The Treasury says there is insufficient evidence that allowing early access would encourage people to save more.
Treasury officials said that many advisers contacted them after the call for evidence in December 2010 to explain how they already advised clients to ensure they held both Isas and pensions as tax-incentivised products.
Advisers also said there were concerns that allowing early access to pensions in cases of hardship could expose vulnerable individuals to greater financial risk in future.
Early access could leave vulnerable individuals open to pressure from lenders to meet arrears using pension funds, say some advisers.
There was support for early access to the 25 per cent tax free lump sum as this would be relatively simple to implement but it was thought this would disincentive people from contributing once the sum had been withdrawn.

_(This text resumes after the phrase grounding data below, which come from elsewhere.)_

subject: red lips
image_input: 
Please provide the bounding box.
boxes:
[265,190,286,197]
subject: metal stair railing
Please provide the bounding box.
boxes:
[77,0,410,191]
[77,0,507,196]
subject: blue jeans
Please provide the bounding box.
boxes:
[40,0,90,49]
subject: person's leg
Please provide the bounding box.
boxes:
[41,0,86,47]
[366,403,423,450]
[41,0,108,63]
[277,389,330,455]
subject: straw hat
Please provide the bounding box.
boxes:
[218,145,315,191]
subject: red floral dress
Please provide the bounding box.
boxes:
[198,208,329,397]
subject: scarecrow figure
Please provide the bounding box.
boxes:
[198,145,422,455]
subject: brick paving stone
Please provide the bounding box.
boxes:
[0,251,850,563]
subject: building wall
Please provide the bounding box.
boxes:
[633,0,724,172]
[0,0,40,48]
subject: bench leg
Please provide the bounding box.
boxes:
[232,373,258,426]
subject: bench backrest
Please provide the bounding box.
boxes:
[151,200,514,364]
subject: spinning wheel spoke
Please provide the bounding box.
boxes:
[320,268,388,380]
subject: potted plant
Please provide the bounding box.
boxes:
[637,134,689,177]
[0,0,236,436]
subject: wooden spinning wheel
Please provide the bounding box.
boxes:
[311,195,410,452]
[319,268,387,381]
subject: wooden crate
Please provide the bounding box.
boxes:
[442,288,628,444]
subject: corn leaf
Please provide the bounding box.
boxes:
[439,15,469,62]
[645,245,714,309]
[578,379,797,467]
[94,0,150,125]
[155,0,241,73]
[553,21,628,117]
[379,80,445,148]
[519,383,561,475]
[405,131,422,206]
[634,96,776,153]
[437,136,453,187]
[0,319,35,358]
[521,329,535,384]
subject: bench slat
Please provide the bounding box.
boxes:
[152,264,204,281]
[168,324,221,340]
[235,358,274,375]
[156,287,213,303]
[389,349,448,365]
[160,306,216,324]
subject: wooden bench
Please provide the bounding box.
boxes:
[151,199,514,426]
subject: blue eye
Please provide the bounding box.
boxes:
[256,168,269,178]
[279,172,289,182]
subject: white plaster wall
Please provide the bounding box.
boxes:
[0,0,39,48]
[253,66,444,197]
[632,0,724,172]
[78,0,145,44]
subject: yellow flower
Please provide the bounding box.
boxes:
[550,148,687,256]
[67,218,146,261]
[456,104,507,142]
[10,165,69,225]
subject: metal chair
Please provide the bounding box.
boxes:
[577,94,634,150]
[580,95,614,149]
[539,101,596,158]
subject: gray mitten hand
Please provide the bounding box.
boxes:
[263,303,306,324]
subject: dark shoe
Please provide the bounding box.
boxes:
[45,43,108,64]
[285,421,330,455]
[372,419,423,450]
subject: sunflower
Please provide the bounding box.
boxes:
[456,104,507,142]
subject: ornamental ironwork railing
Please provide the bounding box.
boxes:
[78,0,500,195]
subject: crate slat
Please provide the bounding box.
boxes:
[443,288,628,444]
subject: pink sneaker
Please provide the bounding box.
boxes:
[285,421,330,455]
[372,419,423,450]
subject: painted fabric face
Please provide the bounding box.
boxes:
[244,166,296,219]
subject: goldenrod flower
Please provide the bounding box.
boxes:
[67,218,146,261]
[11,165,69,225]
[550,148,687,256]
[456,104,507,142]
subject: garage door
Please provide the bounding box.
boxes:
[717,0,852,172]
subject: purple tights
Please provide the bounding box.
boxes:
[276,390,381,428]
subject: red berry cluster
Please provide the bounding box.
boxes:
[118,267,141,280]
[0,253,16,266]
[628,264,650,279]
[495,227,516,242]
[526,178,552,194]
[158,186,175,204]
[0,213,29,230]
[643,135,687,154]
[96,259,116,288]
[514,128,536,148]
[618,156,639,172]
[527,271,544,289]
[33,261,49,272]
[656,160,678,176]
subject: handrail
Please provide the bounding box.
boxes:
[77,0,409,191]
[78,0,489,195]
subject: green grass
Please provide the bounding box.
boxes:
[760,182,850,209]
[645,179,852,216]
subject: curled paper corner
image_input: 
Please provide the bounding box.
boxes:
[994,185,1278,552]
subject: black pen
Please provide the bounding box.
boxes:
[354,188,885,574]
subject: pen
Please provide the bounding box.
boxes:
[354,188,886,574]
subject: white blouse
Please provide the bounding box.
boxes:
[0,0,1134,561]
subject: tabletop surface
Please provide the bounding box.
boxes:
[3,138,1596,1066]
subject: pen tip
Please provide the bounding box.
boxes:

Treasury Financial Secretary Mark Hoban said: “The Government is committed to encouraging saving and wants to give individuals greater flexibility in saving for retirement.”
The Government plans to work with the financial services sector over the coming months to develop savings models such as funds and workplace Isas which can be built into current pensions.
The government will also monitor whether these types of savings help young people and low earners, who typically undersave.
Fidelity said making an explicit link between Isas and retirement savings would achieve the objective without complicating the pensions landscape.
They believe the annual pension limit of £50,000 should be combined with the Isa limit of £10,680.
Mark Duke, head of settlement consulting at Towers Watson, said: “People who don’t want to lock their money away can already save in other vehicles first and benefit from tax relief.
“This option could certainly be better promoted but it doesn’t require a change in the law. We expect more employers to think about whether they want to make medium-term savings vehicles available through the workplace.”
The Government says it may revisit the question of whether to permit early access to pension savings after 2017, when the automatic enrolment of most employees into pension schemes with employer contributions has been fully phased in.